As we get older, the pigment-producing melanocytes in our hair follicles gradually lose their ability to create melanin. When there are fewer pigment cells in a hair follicle, a strand of hair will appear more transparent as it grows, appearing grey or silver in colour against your natural hair colour.
Experts believe that a good diet can help to ward off the white. "Premature greying of hair has, in particular, been linked with a lack of certain B vitamins, folic acid or copper," says Brewer.
She suggests upping your vitamin B5, also known as pantothenic acid or pantothenate, to safeguard your locks - "It's found in wholegrains, beans such as edamame, lentils and beansprouts, vegetables such as broccoli, dark green leaves, avocado and tomatoes."
Incorporating good sources of vitamin B12 can be helpful too, like liver, kidney, oily fish - especially sardines - red meats, white fish, eggs and dairy products.

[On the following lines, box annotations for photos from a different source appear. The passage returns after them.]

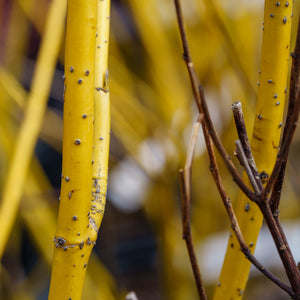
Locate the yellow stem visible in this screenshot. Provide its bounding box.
[89,0,110,242]
[0,0,66,257]
[49,0,103,300]
[214,0,293,300]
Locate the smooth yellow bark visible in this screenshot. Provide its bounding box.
[214,0,292,300]
[49,0,110,299]
[0,0,66,257]
[89,0,110,242]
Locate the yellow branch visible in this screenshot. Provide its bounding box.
[0,0,66,257]
[49,0,97,300]
[89,0,110,242]
[214,0,293,300]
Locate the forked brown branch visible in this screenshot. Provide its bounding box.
[174,0,257,201]
[174,0,300,300]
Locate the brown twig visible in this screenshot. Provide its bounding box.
[179,169,207,300]
[262,17,300,198]
[174,0,257,201]
[235,140,260,195]
[259,201,300,300]
[202,121,294,296]
[231,101,264,194]
[174,0,300,300]
[179,115,207,300]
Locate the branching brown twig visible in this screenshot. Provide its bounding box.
[174,0,300,300]
[174,0,257,201]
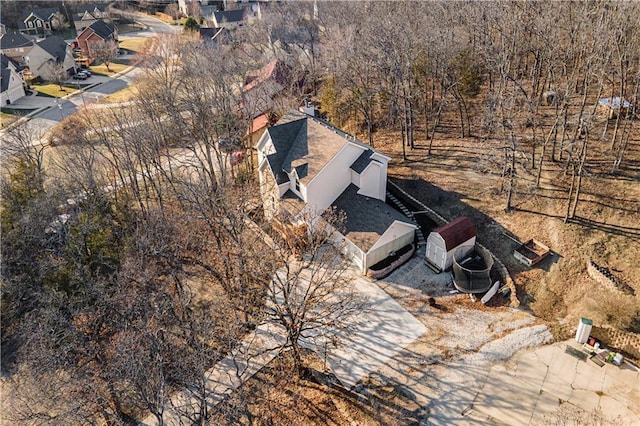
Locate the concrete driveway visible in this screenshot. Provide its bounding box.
[304,269,427,388]
[473,340,640,425]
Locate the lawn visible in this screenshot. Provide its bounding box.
[100,83,138,103]
[89,62,128,77]
[31,84,78,98]
[119,37,149,53]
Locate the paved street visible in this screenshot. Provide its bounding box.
[0,14,182,142]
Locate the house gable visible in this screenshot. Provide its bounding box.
[256,111,416,272]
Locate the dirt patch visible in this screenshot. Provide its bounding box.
[210,352,420,425]
[376,132,640,340]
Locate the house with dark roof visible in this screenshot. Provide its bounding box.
[29,36,76,75]
[0,33,34,63]
[211,7,250,28]
[77,19,118,64]
[426,216,476,271]
[256,111,416,273]
[0,33,75,80]
[0,55,25,106]
[20,7,62,35]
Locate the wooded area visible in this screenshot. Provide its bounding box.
[1,1,640,424]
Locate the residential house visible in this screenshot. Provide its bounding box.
[20,7,62,35]
[0,55,25,106]
[0,33,75,80]
[73,3,110,32]
[256,111,416,273]
[178,0,224,18]
[0,33,34,65]
[29,36,76,75]
[212,7,249,29]
[77,19,118,65]
[200,27,232,44]
[241,59,302,141]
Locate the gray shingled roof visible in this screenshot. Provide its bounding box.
[267,118,307,184]
[267,111,364,184]
[37,36,68,63]
[0,33,33,49]
[332,184,411,253]
[22,7,60,21]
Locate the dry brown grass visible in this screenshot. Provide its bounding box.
[375,105,640,332]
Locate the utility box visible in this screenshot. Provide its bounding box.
[576,318,593,343]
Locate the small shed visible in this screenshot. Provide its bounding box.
[426,216,476,271]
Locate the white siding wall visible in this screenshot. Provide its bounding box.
[329,232,367,274]
[358,161,387,201]
[307,144,364,211]
[426,232,447,271]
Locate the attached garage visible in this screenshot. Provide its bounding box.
[426,216,476,271]
[333,184,416,274]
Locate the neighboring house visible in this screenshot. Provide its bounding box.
[73,3,109,31]
[256,111,416,273]
[77,19,118,64]
[0,33,75,80]
[20,7,62,35]
[241,59,302,141]
[0,33,34,65]
[212,6,250,28]
[0,55,25,106]
[200,27,232,44]
[33,36,76,75]
[178,0,225,18]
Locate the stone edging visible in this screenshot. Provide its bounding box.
[387,179,520,308]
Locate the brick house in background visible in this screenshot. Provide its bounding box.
[77,19,118,65]
[0,33,75,81]
[20,7,62,35]
[73,3,111,31]
[0,54,25,106]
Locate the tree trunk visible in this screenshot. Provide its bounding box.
[571,130,589,219]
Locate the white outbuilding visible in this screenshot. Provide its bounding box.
[426,216,476,271]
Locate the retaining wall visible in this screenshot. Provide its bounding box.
[387,180,520,308]
[587,259,634,295]
[591,326,640,360]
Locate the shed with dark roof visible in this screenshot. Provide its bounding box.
[426,216,476,271]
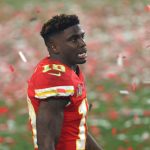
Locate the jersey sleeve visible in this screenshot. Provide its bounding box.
[34,72,74,99]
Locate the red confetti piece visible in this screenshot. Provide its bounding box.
[0,107,8,115]
[143,110,150,117]
[131,82,137,91]
[145,5,150,12]
[0,137,5,143]
[9,65,15,72]
[134,114,139,121]
[111,128,117,135]
[90,126,100,136]
[108,110,119,120]
[106,73,117,79]
[127,146,133,150]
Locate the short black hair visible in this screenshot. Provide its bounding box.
[40,14,80,43]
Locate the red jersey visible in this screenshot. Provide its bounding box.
[28,57,88,150]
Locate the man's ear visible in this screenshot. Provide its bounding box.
[50,39,59,54]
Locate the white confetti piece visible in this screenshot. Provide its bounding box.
[119,90,129,95]
[19,51,27,62]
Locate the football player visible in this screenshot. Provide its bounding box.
[28,14,102,150]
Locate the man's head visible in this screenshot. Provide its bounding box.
[41,14,87,66]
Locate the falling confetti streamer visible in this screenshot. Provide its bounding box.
[119,90,129,95]
[117,54,123,67]
[8,65,15,72]
[19,51,27,62]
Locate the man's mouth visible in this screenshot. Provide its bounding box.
[78,53,87,59]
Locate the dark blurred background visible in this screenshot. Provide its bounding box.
[0,0,150,150]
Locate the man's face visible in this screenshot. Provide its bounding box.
[51,25,87,66]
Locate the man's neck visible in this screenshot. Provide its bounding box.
[50,54,79,74]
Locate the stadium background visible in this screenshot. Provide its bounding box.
[0,0,150,150]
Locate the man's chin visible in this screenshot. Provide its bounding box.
[78,59,86,64]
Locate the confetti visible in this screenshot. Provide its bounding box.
[117,54,123,67]
[9,65,15,72]
[19,51,27,62]
[0,107,9,115]
[119,90,129,95]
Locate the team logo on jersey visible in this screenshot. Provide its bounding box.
[77,84,83,97]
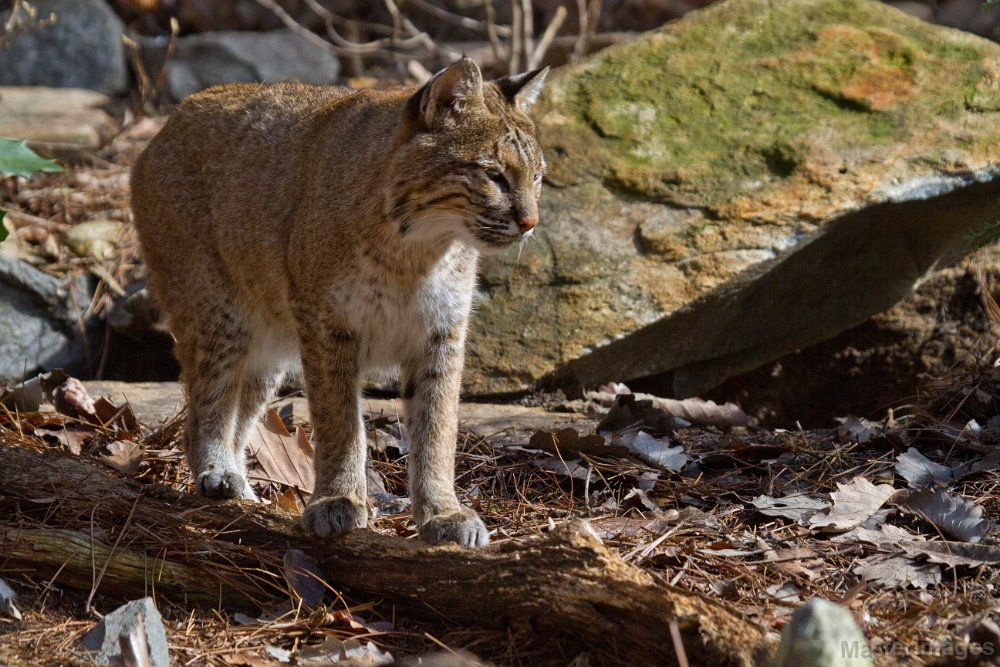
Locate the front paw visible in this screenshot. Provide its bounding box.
[302,496,368,537]
[418,507,490,547]
[195,470,248,500]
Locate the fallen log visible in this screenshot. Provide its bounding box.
[0,446,770,666]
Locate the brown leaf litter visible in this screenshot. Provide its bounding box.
[0,372,1000,665]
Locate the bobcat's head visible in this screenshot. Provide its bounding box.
[388,58,548,254]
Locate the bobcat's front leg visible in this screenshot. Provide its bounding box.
[300,322,368,537]
[402,322,489,547]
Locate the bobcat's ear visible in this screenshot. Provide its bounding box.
[495,67,549,113]
[414,57,485,126]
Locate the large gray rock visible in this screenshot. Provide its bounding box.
[0,0,129,95]
[83,598,170,667]
[158,30,340,100]
[465,0,1000,395]
[0,255,91,384]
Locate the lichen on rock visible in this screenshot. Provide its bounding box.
[466,0,1000,394]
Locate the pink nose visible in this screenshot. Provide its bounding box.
[517,218,538,234]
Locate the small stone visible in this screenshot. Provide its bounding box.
[771,600,872,667]
[65,220,125,260]
[83,597,170,667]
[0,579,21,621]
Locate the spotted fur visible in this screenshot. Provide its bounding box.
[132,59,546,545]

"Folic acid is found mainly in green leafy vegetables and wholegrains, while copper is obtained from seafood, nuts, beans, wholegrains, avocado, artichokes, radishes, garlic, mushrooms and green vegetables grown in copper-rich soil," says Brewer.
"Reishi, the mushroom of immortality, boosts blood flow to the peripheries and promotes the growth of healthy, glossy hair." It's an ancient Chinese remedy for premature hair greying, and is usually drunk as a herbal tea. It can be bought in most health food shops.
Brewer says that a good general rule is to follow a wholefood, nutrient-rich diet - avoid processed, convenience foods, and those with a lot of added salt to keep hair in good nick.
Many people find that dyeing their hair is the easiest way to keep greys hidden, although there has been a recent cultural shift in both women and men embracing their natural grey hair, thanks to celebrities like Katie Holmes, George Lamb and Helen Mirren.
If you do want to dye your hair, it's always a good idea to be mindful about what you're applying to your body. "Chemicals found in hair dyes can often irritate skin and cause allergic reaction," warns Brewer.
She suggests talking to your hairdresser about the types of dyes they use, and selecting those they are confident are the most gentle and natural, such as herbal extracts like rosemary and cinchona.